The demand for the gasoline in Durham is not as high as compared to many other proviances thus there is great need to increase the market area so that greater profit can be earned. For example, price of Gasoline in West coast is more than $2.10 so if this company start business in that state, a profit would be made.

The trend of demand and supply of the Gasoline in Durham has been more or less shows following pattern. The demand curve shows the change in the demand of the product with the change in the price. It is the most basic theory of economics, that when the price falls the demand of a product rises and when the price increases demand falls. This inverse relationship between demand and price is called the ‘Law of Demand’. The ‘determination of price’ in a market is set by the forces of demand and supply. Supply has the direct relationship with the price. That is, if the price of a product rises than the supply increase and if the price falls supply decreases. Thus, supply generally shows the preferences of the producer or producing unit while the demand is decided by the consumer. Thus, there must a balance between the demand and the supply so that price can be determined in such a way that it suits to both consumer and producer.

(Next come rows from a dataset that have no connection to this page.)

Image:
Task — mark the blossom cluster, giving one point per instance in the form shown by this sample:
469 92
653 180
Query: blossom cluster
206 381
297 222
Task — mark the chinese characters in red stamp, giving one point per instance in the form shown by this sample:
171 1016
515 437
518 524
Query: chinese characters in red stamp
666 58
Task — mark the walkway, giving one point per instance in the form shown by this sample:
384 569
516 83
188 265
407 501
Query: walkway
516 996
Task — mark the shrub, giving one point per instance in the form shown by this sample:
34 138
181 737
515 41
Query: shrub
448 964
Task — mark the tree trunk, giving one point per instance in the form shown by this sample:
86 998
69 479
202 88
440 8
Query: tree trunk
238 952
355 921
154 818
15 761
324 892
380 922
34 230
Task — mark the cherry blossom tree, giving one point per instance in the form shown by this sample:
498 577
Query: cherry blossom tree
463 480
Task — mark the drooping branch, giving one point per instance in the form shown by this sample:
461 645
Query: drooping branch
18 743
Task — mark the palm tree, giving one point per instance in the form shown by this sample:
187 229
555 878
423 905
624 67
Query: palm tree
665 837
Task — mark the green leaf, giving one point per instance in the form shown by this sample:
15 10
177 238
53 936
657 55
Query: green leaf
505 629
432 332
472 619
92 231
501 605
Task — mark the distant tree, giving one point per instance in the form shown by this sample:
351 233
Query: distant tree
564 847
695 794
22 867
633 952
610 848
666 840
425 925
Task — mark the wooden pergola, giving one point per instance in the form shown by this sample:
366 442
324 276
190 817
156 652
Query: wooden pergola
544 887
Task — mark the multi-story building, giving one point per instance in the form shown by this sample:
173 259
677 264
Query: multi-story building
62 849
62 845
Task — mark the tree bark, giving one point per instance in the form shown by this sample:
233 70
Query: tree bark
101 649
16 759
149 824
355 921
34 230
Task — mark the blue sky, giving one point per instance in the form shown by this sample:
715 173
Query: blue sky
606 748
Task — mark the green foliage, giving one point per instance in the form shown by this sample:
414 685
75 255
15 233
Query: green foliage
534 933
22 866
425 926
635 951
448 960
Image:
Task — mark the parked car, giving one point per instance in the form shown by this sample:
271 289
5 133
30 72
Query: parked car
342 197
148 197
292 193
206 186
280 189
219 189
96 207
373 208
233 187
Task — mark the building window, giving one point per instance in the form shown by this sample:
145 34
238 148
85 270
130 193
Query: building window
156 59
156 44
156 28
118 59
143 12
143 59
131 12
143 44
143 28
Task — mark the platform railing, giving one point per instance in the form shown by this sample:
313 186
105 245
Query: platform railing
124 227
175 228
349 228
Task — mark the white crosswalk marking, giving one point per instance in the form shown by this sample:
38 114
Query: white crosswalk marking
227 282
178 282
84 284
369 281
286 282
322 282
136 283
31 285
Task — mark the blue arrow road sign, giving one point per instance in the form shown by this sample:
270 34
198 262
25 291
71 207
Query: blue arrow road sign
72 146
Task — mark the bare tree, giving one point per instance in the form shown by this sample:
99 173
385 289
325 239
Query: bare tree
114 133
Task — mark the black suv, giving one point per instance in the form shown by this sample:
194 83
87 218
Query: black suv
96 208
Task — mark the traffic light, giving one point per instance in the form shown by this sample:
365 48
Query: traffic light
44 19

In the case of Gasoline here, the forces of the demand are trying to reduce the price and often react quickly to the reduction in price. The basic exasmple for this is that when the price hike is increased for gasoline then people used to fully their vehile tank before the price hike which shows people love to purchase more at less prices as this will give more utility per unit of consumption. Thus, the price will be set slightly lower to increase the demand and thus profitability in the long run.